Minnesota grouse season looks, smells right this year
DULUTH, Minn. — The old tote road trail not only looks right on this opening day of Minnesota’s 2012 grouse season — it smells right too.By: Sam Cook, The Dickinson Press
DULUTH, Minn. — The old tote road trail not only looks right on this opening day of Minnesota’s 2012 grouse season — it smells right too.
The trail is dappled with fallen aspen leaves, and every grouse hunter knows they smell earthy and a little bit sour. It’s the smell of fall in the North Woods.
It is still early on this opening day in mid-September, cool and damp, and the sun throws long shadows down the trail. For now, it is just the yellow dog and I, working a familiar two-track about 20 miles north of Duluth.
This isn’t supposed to be a banner year for ruffed grouse in Minnesota or Wisconsin. The bird population is starting its downhill slide toward the bottom of its 10-year cycle. Drumming counts were down significantly last spring in both states.
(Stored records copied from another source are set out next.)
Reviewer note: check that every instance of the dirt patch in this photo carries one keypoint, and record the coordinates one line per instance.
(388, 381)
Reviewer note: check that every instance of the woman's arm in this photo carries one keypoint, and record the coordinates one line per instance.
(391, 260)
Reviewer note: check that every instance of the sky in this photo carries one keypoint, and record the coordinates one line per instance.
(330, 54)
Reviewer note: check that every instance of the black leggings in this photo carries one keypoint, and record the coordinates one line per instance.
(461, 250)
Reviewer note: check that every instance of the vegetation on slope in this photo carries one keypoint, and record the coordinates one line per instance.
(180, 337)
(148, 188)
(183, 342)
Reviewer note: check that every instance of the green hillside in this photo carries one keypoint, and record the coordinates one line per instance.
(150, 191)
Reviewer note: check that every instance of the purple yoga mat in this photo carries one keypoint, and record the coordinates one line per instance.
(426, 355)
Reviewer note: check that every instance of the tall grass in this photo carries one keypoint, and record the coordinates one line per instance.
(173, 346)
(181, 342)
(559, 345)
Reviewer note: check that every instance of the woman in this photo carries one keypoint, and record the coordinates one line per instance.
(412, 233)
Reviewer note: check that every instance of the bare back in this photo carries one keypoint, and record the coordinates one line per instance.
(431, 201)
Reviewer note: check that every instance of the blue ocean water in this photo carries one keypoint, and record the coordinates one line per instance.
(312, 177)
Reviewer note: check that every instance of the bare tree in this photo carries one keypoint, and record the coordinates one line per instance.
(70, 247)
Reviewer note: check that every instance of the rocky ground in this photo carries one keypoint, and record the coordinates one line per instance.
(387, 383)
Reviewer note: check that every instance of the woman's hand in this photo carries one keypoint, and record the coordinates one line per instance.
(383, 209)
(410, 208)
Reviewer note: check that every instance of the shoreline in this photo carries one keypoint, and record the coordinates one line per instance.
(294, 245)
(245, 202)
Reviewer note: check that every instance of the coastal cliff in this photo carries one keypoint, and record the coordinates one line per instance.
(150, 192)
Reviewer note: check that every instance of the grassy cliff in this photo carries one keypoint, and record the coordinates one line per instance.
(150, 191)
But for most of us who hunt grouse, the hunt isn’t about how many thousands of birds will be taken this fall. It’s about getting out in some good country, poking along with an old shotgun and seeing what opportunities present themselves. One satisfying shot, a couple of startling flushes, can make a hunter’s whole week.
The dog courses back and forth from one side of the trail to the other. She has figured out, with some prodding, that this is the way to hunt grouse. A swing into the woods on the left. A swing to the right. When she crosses the trail, she throws a split-second glance over her shoulder to make sure the guy in blaze orange is still there.
A person can get spoiled hunting with an 8-year-old dog who understands the game.
The woods are brilliant with color. The maples are coming on in shades of peach and crimson. The sumac leaves are the color of merlot. The popples and birches quiver in gold. Every time the dog bumps an aspen on her passes, more gold coins shower down.
A quick look into the woods, though, tells me that any flushing grouse will have the advantage. The cover is still dense. I’m soon able to confirm this when a grouse launches into flight among the alders. I throw the gun up but catch only intermittent glimpses of dusky feathers. On top of
that, the bird takes low trajectory, just over the dog. The familiar shoot/don’t shoot scenario plays instantly in my brain, and I pass on the shot out of concern for the dog.
The whirring of the bird’s wings diminishes to nothing, and the forest is silent again.
Other hunters are celebrating the opener as well. When I stop at Island Lake to refill the dog’s water bottles, I come across Dan Frigaard of Duluth fishing just below the Island Lake bridge.
“I already got a grouse,” said Frigaard, 32. “I saw four, got one. Now I’m trying to get a walleye.”
Frigaard was hunting alone, without a dog. Early.
“I was north of Boulder Lake at 5:30,” he said. “I started walking at 6:25 or 6:30.”
He likes the early shift.
“It’s peaceful. The wind’s calm. You can hear a lot better,” he said. “I typically have my best luck in the morning.”
A little later, Dan Mettner of Duluth is finishing a swing through woods on a snowmobile trail with Riley, his 11-month-old half-yellow Lab, half-golden retriever. In an hour’s walk, he hasn’t flushed a bird.
“I’d like to get one,” Mettner said, looking down at Riley. “I’d like to see what he does. He retrieves real well.”
At midday, I encounter Jim Winklesky Jr. and Amy Swanson of Rice Lake Township riding their four-wheelers. Winklesky has a shotgun on his rear rack. Both are wearing blaze orange.
“It’s pretty slow around here,” Winklesky said, assessing the grouse numbers. “I’ve been hunting around here since I was a kid. I haven’t heard or seen that many this fall. It’s just slow.”
They’ve ridden 15 or 20 miles, Winklesky said. A couple of hours. They haven’t seen a bird yet.
“We’ve seen a lot of deer, though,” he said.
The yellow dog and I find another trail we’ve hunted before and take one more walk. I haven’t hunted here for a while, but it used to produce some birds. Sure enough, on a rise topped with 20-year-old popples, the dog plunges in and all but disappears in the foliage. I hear one bird flush but never see it. Another appears and disappears in the same instant in the slice of sky right over the trail. No shots are fired.
The dog snuffles the spot hard, trying to make another bird materialize, but it won’t happen.
It’s still early in this season. We will be back in a couple of weeks, when the birds are dispersing. We’ll be back when the leaves are down and thick on the trail, making the woods smell even more like grouse hunting.